Meinung
Zwischenruf

Olle Aula schlägt schicke Elbphilharmonie

Ach, ja die Elbphilharmonie. Sie ist schöner als gedacht und immer einen Besuch wert. Zuletzt ging es mit der Familie zum Jugendsinfonieorchester und den Young Classics im Großen Saal. Toll war das, auch wenn die Plätze oben in der 16. Etage (oder heißt es Rang?) ganz schön weit weg waren vom Geschehen. Super Klang, ja, große Stücke, Brahms, Tschaikowsky, die große Kunst. Aber die Gesichter der jungen Menschen waren nicht zu sehen, ihre Mimik, ihre Gesten. Ein Foto im Programmheft reicht nicht. Und so fehlte das Persönliche. Nein, intim war dieses Konzert nicht.

Anders am darauffolgenden Abend – das Frühjahrskonzert am Gymnasium der Tochter bot Kontrastprogramm.

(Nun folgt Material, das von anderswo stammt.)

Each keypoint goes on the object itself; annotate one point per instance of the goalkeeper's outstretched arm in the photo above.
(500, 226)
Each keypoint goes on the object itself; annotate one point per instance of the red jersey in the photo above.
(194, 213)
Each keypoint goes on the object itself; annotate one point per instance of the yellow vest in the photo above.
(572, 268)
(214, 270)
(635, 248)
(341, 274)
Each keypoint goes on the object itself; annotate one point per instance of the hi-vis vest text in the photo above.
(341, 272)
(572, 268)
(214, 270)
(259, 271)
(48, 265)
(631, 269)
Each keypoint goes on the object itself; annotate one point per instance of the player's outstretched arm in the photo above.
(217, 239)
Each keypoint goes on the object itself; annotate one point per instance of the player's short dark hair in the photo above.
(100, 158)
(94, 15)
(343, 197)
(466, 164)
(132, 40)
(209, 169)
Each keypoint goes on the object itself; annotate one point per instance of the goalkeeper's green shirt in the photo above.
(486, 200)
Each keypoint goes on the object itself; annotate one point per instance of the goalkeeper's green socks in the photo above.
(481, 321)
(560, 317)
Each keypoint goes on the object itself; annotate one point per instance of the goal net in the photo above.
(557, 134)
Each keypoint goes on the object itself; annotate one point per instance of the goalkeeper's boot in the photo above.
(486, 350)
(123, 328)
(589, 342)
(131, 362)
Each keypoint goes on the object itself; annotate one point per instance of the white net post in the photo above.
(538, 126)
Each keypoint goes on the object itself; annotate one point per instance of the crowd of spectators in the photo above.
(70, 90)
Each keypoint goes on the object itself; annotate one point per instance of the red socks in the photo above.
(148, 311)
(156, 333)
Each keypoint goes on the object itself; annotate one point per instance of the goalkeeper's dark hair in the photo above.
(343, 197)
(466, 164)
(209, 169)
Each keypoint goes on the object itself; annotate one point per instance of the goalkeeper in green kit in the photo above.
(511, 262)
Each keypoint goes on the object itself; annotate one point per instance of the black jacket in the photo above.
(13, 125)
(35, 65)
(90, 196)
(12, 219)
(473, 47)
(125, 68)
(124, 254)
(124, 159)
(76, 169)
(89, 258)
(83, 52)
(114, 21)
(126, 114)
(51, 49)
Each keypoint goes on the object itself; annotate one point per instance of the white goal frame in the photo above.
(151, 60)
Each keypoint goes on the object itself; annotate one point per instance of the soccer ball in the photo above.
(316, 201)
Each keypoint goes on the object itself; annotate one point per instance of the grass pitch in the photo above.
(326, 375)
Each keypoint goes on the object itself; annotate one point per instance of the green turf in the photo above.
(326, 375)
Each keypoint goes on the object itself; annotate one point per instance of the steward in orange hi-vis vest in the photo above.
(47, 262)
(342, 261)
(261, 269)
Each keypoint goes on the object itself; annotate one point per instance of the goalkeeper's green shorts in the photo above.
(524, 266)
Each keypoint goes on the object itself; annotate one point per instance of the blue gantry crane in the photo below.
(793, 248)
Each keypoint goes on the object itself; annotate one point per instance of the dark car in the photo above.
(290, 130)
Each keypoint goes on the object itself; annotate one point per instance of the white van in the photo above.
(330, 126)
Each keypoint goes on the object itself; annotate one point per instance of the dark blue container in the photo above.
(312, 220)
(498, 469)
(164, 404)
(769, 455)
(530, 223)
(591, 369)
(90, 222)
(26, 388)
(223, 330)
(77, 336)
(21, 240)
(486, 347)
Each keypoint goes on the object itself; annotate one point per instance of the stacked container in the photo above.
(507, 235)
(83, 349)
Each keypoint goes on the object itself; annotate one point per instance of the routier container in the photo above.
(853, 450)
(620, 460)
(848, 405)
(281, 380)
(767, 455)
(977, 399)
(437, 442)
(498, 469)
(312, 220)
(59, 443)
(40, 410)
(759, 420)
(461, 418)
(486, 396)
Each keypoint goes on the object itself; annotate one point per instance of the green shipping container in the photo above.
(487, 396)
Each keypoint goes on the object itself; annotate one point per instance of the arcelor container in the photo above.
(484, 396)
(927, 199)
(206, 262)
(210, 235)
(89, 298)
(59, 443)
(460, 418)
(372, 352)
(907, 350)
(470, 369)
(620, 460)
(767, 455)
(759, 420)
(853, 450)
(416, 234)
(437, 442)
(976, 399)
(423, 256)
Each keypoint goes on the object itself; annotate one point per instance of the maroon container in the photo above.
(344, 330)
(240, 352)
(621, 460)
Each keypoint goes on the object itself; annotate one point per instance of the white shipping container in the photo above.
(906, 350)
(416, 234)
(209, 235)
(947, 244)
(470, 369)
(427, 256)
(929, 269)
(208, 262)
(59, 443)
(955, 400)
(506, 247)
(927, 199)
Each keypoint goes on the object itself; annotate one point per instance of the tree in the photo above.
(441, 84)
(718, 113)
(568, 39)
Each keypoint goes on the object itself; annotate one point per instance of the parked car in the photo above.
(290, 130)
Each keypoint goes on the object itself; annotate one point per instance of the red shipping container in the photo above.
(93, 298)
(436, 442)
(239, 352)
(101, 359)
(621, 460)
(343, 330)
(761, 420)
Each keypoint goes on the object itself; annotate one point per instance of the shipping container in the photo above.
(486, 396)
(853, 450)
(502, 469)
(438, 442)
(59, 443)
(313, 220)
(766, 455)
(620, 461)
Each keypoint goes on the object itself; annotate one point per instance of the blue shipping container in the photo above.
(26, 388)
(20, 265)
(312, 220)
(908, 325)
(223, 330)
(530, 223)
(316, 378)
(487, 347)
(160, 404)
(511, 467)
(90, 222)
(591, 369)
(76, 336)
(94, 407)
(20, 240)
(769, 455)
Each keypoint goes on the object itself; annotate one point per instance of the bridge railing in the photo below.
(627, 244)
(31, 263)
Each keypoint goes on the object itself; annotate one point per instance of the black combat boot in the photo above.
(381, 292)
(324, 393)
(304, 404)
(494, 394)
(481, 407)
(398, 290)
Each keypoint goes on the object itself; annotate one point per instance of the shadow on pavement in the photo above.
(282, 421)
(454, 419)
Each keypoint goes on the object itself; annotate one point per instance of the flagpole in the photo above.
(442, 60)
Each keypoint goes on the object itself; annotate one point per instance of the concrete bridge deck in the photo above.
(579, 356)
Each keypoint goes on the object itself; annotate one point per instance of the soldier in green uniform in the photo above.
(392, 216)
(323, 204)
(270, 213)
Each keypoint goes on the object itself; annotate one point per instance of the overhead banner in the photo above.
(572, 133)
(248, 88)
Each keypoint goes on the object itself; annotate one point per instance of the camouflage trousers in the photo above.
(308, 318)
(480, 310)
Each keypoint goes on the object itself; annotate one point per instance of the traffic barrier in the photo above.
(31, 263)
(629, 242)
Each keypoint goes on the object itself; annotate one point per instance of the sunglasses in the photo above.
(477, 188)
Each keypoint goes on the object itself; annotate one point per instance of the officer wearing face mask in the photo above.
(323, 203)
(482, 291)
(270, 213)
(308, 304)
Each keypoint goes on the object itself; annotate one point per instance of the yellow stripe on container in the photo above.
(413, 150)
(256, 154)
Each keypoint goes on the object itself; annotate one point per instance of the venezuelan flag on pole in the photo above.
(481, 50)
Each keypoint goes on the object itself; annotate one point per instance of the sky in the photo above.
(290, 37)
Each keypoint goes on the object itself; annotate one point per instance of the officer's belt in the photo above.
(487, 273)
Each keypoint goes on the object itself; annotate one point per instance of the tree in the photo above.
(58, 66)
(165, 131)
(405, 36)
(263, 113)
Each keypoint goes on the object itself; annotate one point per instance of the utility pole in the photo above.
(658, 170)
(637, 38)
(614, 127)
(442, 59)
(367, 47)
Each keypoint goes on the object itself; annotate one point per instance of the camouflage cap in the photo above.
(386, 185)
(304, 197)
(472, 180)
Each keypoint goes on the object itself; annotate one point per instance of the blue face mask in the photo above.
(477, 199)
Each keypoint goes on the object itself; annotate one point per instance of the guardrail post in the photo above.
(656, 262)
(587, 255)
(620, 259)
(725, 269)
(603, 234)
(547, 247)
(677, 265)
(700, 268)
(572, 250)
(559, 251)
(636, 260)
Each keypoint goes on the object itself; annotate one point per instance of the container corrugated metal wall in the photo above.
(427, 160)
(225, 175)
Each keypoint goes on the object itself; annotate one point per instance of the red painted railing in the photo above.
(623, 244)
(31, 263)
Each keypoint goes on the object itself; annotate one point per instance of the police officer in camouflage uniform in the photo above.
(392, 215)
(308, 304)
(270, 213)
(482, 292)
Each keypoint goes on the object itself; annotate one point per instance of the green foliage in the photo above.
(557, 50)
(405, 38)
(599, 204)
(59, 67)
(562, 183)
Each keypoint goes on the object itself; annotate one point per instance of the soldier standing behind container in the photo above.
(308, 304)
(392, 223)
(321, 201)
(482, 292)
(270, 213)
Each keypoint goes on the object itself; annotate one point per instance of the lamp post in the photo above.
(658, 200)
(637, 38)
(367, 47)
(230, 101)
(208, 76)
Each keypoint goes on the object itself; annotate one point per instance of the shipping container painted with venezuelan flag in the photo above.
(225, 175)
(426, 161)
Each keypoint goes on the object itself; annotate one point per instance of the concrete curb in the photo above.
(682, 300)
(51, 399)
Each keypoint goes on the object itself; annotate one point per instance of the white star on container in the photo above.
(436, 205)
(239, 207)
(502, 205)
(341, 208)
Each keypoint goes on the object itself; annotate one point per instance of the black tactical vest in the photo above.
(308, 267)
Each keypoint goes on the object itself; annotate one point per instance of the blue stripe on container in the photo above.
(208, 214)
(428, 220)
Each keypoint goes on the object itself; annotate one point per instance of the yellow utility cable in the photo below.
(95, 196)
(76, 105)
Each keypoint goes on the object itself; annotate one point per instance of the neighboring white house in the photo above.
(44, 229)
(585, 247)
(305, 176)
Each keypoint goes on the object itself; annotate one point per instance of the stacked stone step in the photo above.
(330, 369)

Eine olle Aula, viel zu voll, schlechte Luft, enge Stuhlreihen. Vier verschiedene Chöre, Gitarren- und Streicher­ensemble, Junior Big Band, Big Band, sogar ein Elternchor trat auf, und dann diese junge Sängerin, die da in der Aula stand und dermaßen gut „Lady Greensleeves­“ sang, dass sich die Gänsehaut auf den Armen kaum vermeiden ließ. Absolut umwerfend diese Stimme. Mehr geht nicht. Das Trompetensolo, das Orchester, die Mittelstufe, die „Dat du min Leevsten büst“ singt mit Jungs, denen das peinlich zu sein scheint, die aber trotzdem dabei sind, die nervös ihre Hände beim Singen kneten und das Publikum­ gar nicht angucken: Hier war mehr Gefühl und Nähe. Ist ja auch nicht der Große Saal. Sorry, Elbphilharmonie: Wir stehen auf alte Aulen. Wir sind Kulturbanausen.